Pero volvamos a la noche en que supe que estaba en la ciudad. Decía que obedeciendo a un antiguo impulso de lealtad lo fui a escuchar. Allí nos encontramos en el pequeño departamento los amigos de siempre o, para ser más preciso, los amigos que para bien o para mal nos quedamos en esta ciudad sin saber en su momento para qué, y sin medir los riesgos que representaba entonces seguir caminando por calles que habían dejado de ser acogedoras.
El Viejo me saludó con la mano desde lejos apenas entré y durante dos horas lo oí hablar acerca de los problemas de la interpretación en la obra de Freud y Marx, con citas de Adorno, Benjamin y Ricoeur. Lo escuché con la atención de siempre. Era extraño lo que nos pasaba con ese hombre; cuando estaba lejos parecía que lo suyo había perdido actualidad y que sus preocupaciones ya no le interesaban a nadie, pero apenas empezaba a hablar todos volvíamos a ser seducidos por el resplandor de su inteligencia.
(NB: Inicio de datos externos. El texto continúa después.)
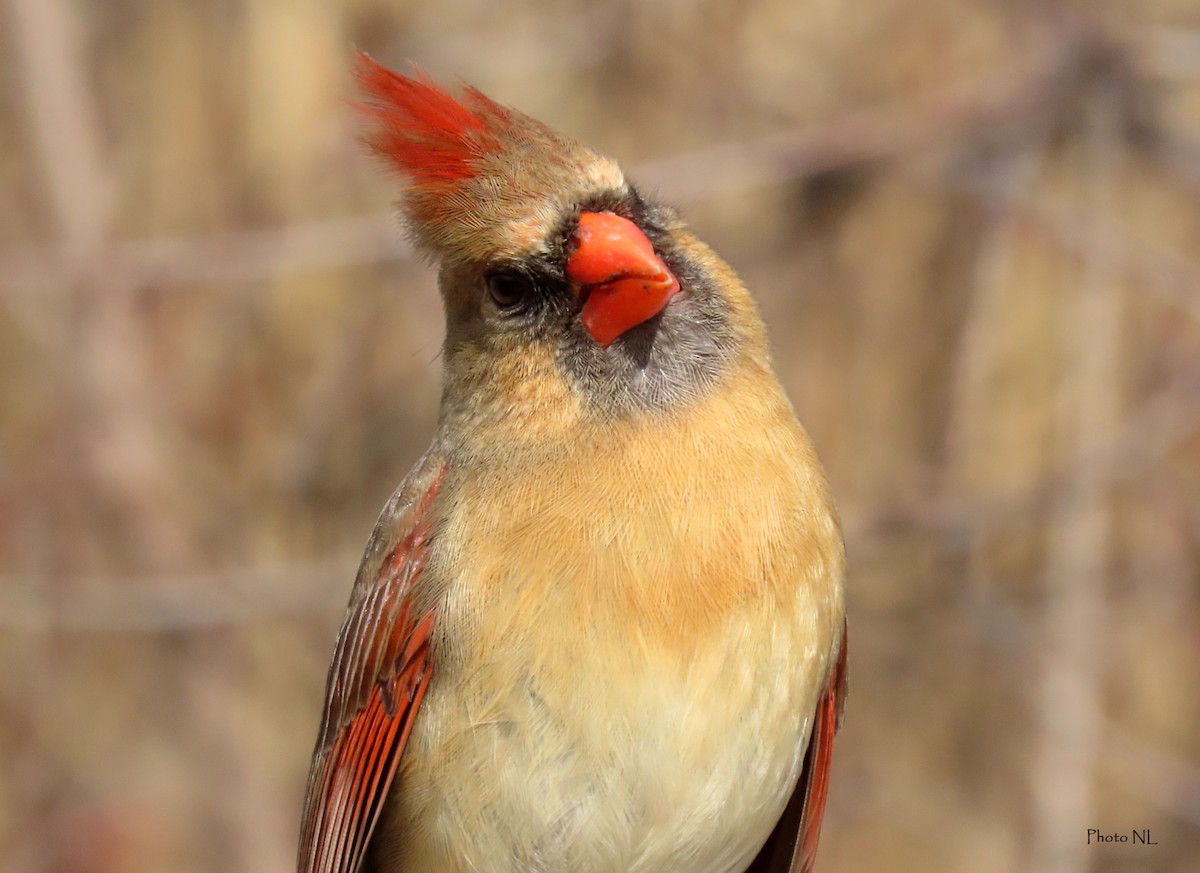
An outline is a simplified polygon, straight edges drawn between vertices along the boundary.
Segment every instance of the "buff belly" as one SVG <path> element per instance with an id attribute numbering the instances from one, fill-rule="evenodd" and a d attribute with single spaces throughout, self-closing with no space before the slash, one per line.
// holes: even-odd
<path id="1" fill-rule="evenodd" d="M 799 775 L 832 643 L 823 616 L 793 606 L 731 617 L 682 658 L 629 640 L 624 658 L 588 657 L 577 640 L 581 660 L 530 657 L 518 676 L 451 661 L 422 706 L 369 869 L 744 870 Z M 773 633 L 752 632 L 763 620 Z"/>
En algún momento terminó la charla y continuamos la tertulia en un bar de la calle San Martín. El Viejo era el de siempre: admonitorio, caprichoso, ocurrente y, por sobre todas las cosas, angustiado, una angustia que siempre estuvo, pero que creció después de la muerte de su mujer, una de las psicoanalistas más brillantes de su tiempo que de la mañana a la noche fue atacada por el cáncer y murió en tres meses dejándole dos hijos que el Viejo se esforzaba en educar como podía.
A las tres de la mañana seguíamos hablando. Yo miraba la hora y pensaba que en algún momento debía levantarme. «Nunca tuve fe en los pájaros…», recuerdo que dijo… y supe que estaba recitando uno de sus poemas. Estábamos solos y el dueño del bar nos miraba con un poco de impaciencia. Como a la cuatro y media le propuse que nos vayamos. Me dijo que estaba apurando en un hotel a tres cuadras y decidí acompañarlo. La calle estaba desierta y el resplandor de la luz en el asfalto me recordaba las imágenes de alguna película de Bresson.
El Viejo me invitó a seguir conversando y tomando copas en el bar del hotel. No sé por qué me habló de la letra de un tango y lo relacionó con un poema de Góngora. En la puerta del hotel nos despedimos. Seguía siendo el de siempre hasta en la discreción de los detalles: no insistió en que lo acompañe con el vino.
Yo caminé en dirección a plaza España. Hacía frío y la ciudad estaba desierta. Me levanté el cuello del saco. Llegué a la terminal de ómnibus casi a las cinco. En el andén habré esperado no más de cinco minutos. El colectivo de Buenos Aires llegaba a horario y sabía que, a diferencia del Viejo, a mí me estaba permitido seguir teniendo fe en los pájaros.